Não tenho nada a perder

O envelhecimento tem seus privilégios.

E suas perdas também.

Perdemos a carteira de identidade num banco de uma praça qualquer. Esquecemos o número do nosso próprio celular. Mal nos lembramos da data do nosso aniversário. Já dos nossos netos nunca iremos esquecer. Temos a memória afiada quando se trata de fatos pretéritos. Mas o que comemos no dia de ontem fica relegado ao olvido do esquecimento.

Não temos tanta pressa quanto nos dias de outrora. A sofreguidão se torna coisa do passado.

Perdemos a memória. Mas se alguém a encontrar, por favor, ma entregue antes que o futuro nos diga: “pra quê? Você já se lembrou de tantas coisas importantes. Deixa sua memória em paz”.

O velho não tem quase nada a perder. Já perdeu a esposa e companheira de tantos anos.  Já nem se lembra mais de quando a encontrou mocinha no rela do jardim. E quando se deu o primeiro beijinho na face que a fez ruborizar todinha. Mal sabia ele que não foi o primeiro nem seria o derradeiro. E a elazinha prometeu amor eterno. E, se ela morresse primeiro elezinho não iria durar nem um ano inteiro. Mas ainda está vivo a espera do momento mágico do reencontro. Com a sua velhinha que um dia amou como se fosse uma namoradinha dos velhos tempos.

O velho não tem nada a perder. Já perdeu um tempão a espera do primeiro emprego.   Já enfrentou filas enormes à porta de uma fábrica. Sendo preterido por alguém mais capacitado. Já passou fome e enormes dificuldades. Mas a tudo superou galhardamente.

O velho já foi criança, doce infância. Já soltou pipas e rolou na grama. Teve sua mesada congelada quando mais precisava de grana. Já vendeu chup chup que sua avozinha fazia. Já jogou futebol naquele campinho cambeta. Onde as traves eram feitas de bambu e a rede de um lençol todo branco que acabou encardido.

Aquele velho carcomido pelos anos já passou pela fase adulta. Já trabalhou e perdeu horas de sono. Mas nada conseguiu ajuntar até os dias de hoje. E agora sobrevive e mal vive à custa de um reles salário mínimo. Que termina antes do começo do mês entrante.

Uma vez idosos quase nada temos a perder. Já perdemos quase todos os dentes. E com nosso salário de fome não podemos, embora queiramos, ter uma dentadura nova a enfeitar nosso sorriso.
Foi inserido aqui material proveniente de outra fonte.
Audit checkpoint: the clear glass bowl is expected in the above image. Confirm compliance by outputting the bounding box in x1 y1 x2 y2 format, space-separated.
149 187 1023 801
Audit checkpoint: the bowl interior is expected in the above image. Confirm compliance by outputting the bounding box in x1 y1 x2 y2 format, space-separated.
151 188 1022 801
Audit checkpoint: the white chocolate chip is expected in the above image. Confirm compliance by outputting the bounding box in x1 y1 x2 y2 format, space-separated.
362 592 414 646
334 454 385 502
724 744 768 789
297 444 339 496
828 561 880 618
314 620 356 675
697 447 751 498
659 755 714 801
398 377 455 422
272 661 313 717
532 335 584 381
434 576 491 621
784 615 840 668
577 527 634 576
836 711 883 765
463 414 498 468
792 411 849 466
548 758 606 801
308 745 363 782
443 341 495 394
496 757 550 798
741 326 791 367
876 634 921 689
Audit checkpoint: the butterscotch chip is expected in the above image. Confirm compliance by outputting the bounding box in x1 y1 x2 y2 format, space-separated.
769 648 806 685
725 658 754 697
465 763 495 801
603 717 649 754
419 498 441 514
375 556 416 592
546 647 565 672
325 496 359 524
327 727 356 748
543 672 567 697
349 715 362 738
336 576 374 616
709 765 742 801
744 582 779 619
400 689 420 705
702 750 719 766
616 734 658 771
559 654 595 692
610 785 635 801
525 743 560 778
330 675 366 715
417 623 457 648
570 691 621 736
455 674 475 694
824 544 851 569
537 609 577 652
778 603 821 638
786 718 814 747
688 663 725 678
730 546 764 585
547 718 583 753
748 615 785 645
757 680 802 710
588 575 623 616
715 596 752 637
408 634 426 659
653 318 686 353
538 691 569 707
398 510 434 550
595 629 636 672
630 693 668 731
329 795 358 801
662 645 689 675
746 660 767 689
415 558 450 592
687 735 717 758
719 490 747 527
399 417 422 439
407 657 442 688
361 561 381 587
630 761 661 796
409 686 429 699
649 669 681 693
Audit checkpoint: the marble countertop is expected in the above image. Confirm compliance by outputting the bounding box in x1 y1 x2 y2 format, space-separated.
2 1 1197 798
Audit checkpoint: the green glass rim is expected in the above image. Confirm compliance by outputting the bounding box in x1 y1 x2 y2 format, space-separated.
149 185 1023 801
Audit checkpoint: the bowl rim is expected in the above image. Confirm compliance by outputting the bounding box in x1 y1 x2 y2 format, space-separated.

A nossa calva luzidia mais parece um campo de aviação. Onde não podem aterrissar aviões. Apenas teco tecos decolam e acabam subindo aos ares. Para o velho falta de tudo. Embora o ar seja abundante aqui fora seus pulmões não conseguem respirar. Por mais que queira, dada a bronquite asmática que o atormentou a vida inteirinha. Agora que mais carecia de um descanso um bando garotos malcriados faz dele de gato e sapato.

Ao velho só resta um consolo. Não tem mais que procurar emprego.  Não mais tem de pagar aluguel pois agora vive numa casa de idosos.  Não tem mais de esperar a visita de parentes pois eles o ignoram. Não tem mais que assoprar velhinhas no seu aniversário, pois no seu bolo predileto lhe deram o bolo.

O velho acaba tendo só tempo a perder.  Não conta mais anos e apenas desenganos. Vive a espera do momento final. Quando, ao fechar os olhos, pensa que tudo acabou. E outra vida tem começo. Será?

Não tenho mais nada a perder. Já perdi mais da metade da minha a espera de dias melhores. Mas eles não vieram.

Já tive sonhos. Já deixei a infância anos atrás. Já sonhei com um Papai Noel que não veio. Já fui o bom velhinho dos meus filhos.  Já dei presentes aos meus netinhos. Agora só desejo um presente. Que me deixem viver meus derradeiros dias em paz.